Adapting the MOSAIKS example notebook by selecting different bands #26

cullen-molitor · 2022-01-31T23:25:16Z

cullen-molitor
Jan 31, 2022

We are trying to adapt the mosaiks example notebook by selecting different bands than 'visual' (which has bands B04, B03, B02). Lets say that we want to use bands B04, B07, and B08. How would we adapt the code in such a way that the images would be stacked for the featurization process?

The root of the problem lies in the fact that we would like to switch from Sentinel to Landsat 8 which only has individual bands on the data catalog.

We watched the PyData Global talk which showed how to use stackstac which allowed us to build a cloudless mosaic and gave us a better understanding of the fundamentals of stacking bands.

It appears that the mosaiks.ipynb example is set up to take a single band with multiple channels. We are unsure how to get the various bands stacked to be used in the featurization process.

Below is a boiled down version of the example notebook for reference.

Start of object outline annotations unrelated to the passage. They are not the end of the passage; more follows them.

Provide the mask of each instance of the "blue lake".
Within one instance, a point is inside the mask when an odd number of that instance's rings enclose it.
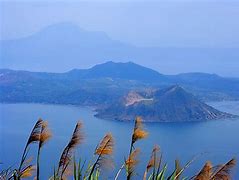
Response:
[[[210,103],[219,110],[239,115],[239,102]],[[129,151],[133,123],[97,119],[88,107],[44,105],[44,104],[0,104],[0,169],[17,166],[28,135],[41,117],[49,121],[52,139],[42,150],[41,179],[53,174],[60,154],[67,144],[78,120],[83,122],[84,143],[77,148],[76,155],[89,160],[98,142],[107,132],[115,138],[113,155],[115,169],[107,173],[112,177],[123,163]],[[163,161],[174,167],[174,160],[182,164],[203,153],[186,171],[185,176],[194,175],[206,160],[213,164],[224,163],[232,157],[239,158],[239,119],[201,123],[149,123],[145,124],[149,137],[136,144],[141,148],[138,175],[142,175],[151,149],[158,144],[163,153]],[[238,172],[238,173],[236,173]],[[124,174],[124,172],[122,173]],[[238,166],[234,178],[239,179]],[[106,176],[106,175],[105,175]],[[121,177],[122,178],[122,177]]]

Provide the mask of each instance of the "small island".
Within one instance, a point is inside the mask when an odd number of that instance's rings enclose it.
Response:
[[[96,117],[131,121],[136,116],[145,122],[190,122],[234,118],[201,102],[178,85],[153,92],[129,92],[118,102],[96,110]]]

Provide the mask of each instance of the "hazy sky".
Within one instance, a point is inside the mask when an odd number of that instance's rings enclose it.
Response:
[[[239,1],[0,0],[1,39],[72,22],[137,46],[239,47]]]
[[[200,71],[239,77],[239,0],[0,0],[0,39],[29,36],[61,22],[103,31],[135,46],[234,48],[231,58],[208,55],[210,61],[133,61],[166,74]],[[82,61],[72,68],[95,63]]]

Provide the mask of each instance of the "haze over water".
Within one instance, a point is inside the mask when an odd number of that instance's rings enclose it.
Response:
[[[215,108],[238,114],[239,102],[210,103]],[[67,144],[78,120],[84,125],[85,140],[77,148],[77,156],[83,160],[91,158],[94,149],[107,132],[115,137],[115,169],[118,170],[128,154],[132,123],[97,119],[91,108],[43,105],[43,104],[0,104],[0,160],[4,167],[18,165],[28,135],[41,117],[49,121],[53,138],[42,150],[42,178],[53,173],[54,166]],[[148,123],[145,128],[149,137],[136,146],[141,148],[138,172],[143,172],[151,149],[158,144],[163,152],[164,162],[172,168],[174,160],[182,163],[191,160],[194,155],[203,153],[186,171],[185,175],[195,174],[206,160],[213,164],[224,163],[233,156],[239,157],[239,119],[221,120],[201,123]],[[236,167],[238,172],[238,166]],[[109,172],[109,176],[114,173]],[[124,174],[124,173],[122,173]],[[141,174],[140,174],[141,175]],[[137,178],[137,176],[136,176]],[[239,177],[235,177],[237,179]]]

!pip install -q git+https://github.com/geopandas/dask-geopandas
import warnings
import time
import os

RASTERIO_BEST_PRACTICES = dict(  # See https://github.com/pangeo-data/cog-best-practices
    CURL_CA_BUNDLE="/etc/ssl/certs/ca-certificates.crt",
    GDAL_DISABLE_READDIR_ON_OPEN="EMPTY_DIR",
    AWS_NO_SIGN_REQUEST="YES",
    GDAL_MAX_RAW_BLOCK_CACHE_SIZE="200000000",
    GDAL_SWATH_SIZE="200000000",
    VSI_CURL_CACHE_SIZE="200000000",
)
os.environ.update(RASTERIO_BEST_PRACTICES)

import numpy as np
import pandas as pd
import matplotlib.pyplot as plt

import torch
import torch.nn as nn
import torch.nn.functional as F
from torch.utils.data import Dataset, DataLoader

import rasterio
import rasterio.warp
import rasterio.mask
import shapely.geometry
import geopandas
import dask_geopandas

from dask.distributed import Client

import pystac_client
import planetary_computer as pc

def featurize(input_img, model, device):
    """Helper method for running an image patch through the model.

    Args:
        input_img (np.ndarray): Image in (C x H x W) format with a dtype of uint8.
        model (torch.nn.Module): Feature extractor network
    """
    assert len(input_img.shape) == 3
    input_img = torch.from_numpy(input_img / 255.0).float()
    input_img = input_img.to(device)
    with torch.no_grad():
        feats = model(input_img.unsqueeze(0)).cpu().numpy()
    return feats


class RCF(nn.Module):
    """A model for extracting Random Convolution Features (RCF) from input imagery."""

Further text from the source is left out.